Jerome,
Interesting question - and code !
harpo equ $160
chico equ $140
elem_size equ $0c
clr.l a1 A1 = 0
moveq.l #4,d2
lea harpo(a1),a1 A1 = A1 + $160 = $160
myloop:
adda.w elem_size,a1 A1 = A1 + (5 * $0c) = $19c
dbra d2,myloop
lea chico-4*elem_size(a1),a1 A1 = $140 - $19c + (4 * $0c)
= $140 - $1cc
>> Question: what is the value of a1 at the end ?
Well it could be $ffffff74 ......
>> (I also have my idea, but I do not want to influence yet!)

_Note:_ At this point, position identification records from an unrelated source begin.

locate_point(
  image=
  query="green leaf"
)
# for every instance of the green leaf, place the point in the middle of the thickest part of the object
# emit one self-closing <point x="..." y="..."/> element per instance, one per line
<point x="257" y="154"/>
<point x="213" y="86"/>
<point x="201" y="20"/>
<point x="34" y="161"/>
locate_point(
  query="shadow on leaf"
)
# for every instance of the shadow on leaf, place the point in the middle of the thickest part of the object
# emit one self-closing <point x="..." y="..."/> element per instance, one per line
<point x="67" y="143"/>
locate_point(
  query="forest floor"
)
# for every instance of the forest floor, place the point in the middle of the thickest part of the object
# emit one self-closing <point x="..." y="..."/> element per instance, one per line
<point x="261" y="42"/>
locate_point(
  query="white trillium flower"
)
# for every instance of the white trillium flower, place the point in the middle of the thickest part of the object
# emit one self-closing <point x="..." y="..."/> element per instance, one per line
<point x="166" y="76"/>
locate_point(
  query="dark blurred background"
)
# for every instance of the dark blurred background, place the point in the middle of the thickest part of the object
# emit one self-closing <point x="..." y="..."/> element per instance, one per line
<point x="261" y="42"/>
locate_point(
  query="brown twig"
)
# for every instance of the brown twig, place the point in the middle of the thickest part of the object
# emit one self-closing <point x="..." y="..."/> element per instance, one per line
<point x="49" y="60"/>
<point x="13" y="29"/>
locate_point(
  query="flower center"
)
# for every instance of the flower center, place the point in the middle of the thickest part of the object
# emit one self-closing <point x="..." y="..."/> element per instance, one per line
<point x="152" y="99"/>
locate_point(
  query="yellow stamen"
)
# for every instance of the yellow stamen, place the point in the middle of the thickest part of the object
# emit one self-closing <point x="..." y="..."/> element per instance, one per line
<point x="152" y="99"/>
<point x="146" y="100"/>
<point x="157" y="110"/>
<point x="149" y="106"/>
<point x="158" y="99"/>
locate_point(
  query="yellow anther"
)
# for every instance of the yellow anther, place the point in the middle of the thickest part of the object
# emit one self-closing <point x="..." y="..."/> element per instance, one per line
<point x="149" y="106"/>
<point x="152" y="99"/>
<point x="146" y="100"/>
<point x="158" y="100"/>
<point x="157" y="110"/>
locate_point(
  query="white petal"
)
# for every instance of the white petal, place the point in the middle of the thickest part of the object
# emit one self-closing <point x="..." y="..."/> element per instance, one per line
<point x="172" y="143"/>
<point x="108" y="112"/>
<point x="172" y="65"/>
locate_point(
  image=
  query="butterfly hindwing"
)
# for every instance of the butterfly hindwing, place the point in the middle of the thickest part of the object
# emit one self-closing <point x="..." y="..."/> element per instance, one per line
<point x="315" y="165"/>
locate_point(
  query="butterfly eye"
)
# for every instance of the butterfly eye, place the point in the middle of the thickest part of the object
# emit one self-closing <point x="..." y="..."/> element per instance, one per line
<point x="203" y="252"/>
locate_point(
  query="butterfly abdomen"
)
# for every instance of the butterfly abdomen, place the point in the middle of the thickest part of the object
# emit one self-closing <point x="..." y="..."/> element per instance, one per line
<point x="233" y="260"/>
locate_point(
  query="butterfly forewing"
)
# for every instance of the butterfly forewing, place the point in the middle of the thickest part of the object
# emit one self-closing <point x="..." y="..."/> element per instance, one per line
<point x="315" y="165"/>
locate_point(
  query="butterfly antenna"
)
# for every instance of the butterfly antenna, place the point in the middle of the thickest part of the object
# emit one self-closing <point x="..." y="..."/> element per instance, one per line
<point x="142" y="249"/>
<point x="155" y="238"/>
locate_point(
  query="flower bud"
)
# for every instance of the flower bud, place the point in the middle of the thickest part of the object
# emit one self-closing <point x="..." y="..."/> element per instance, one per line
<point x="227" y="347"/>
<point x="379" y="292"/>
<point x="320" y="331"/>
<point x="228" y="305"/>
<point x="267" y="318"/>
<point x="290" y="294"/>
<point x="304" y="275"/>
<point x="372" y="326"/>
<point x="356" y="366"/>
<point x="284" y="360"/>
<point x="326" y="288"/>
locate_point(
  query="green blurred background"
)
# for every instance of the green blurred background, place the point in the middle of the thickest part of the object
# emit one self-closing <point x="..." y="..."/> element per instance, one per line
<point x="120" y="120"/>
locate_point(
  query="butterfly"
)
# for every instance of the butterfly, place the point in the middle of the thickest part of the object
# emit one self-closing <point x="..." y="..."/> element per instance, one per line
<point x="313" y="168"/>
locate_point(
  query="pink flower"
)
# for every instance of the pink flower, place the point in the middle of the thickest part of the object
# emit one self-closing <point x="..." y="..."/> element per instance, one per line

BUT it depends upong how good your assembler is, does it do expressions
evaluation correctly so that the multiplication is done before the addition,
or does it do it in-line ?
My answer above shows what it should be (!) assuming correct precedence,
but if the assembler is in-line, then it will be :
(($140 - 4) * $0c) + $19c
($13c * $0c) + $19c
$ed0 + $19c
$106c
So, which answer did you think ?
By the way, you loop around FIVE times because the dbra instruction stops
when the counter reaches -1, so we pass through the loop with d2 = 4,3,2,1
and then 0, adding $0c to a1 each time, so a1 ends up at $160 + (5 * $0c)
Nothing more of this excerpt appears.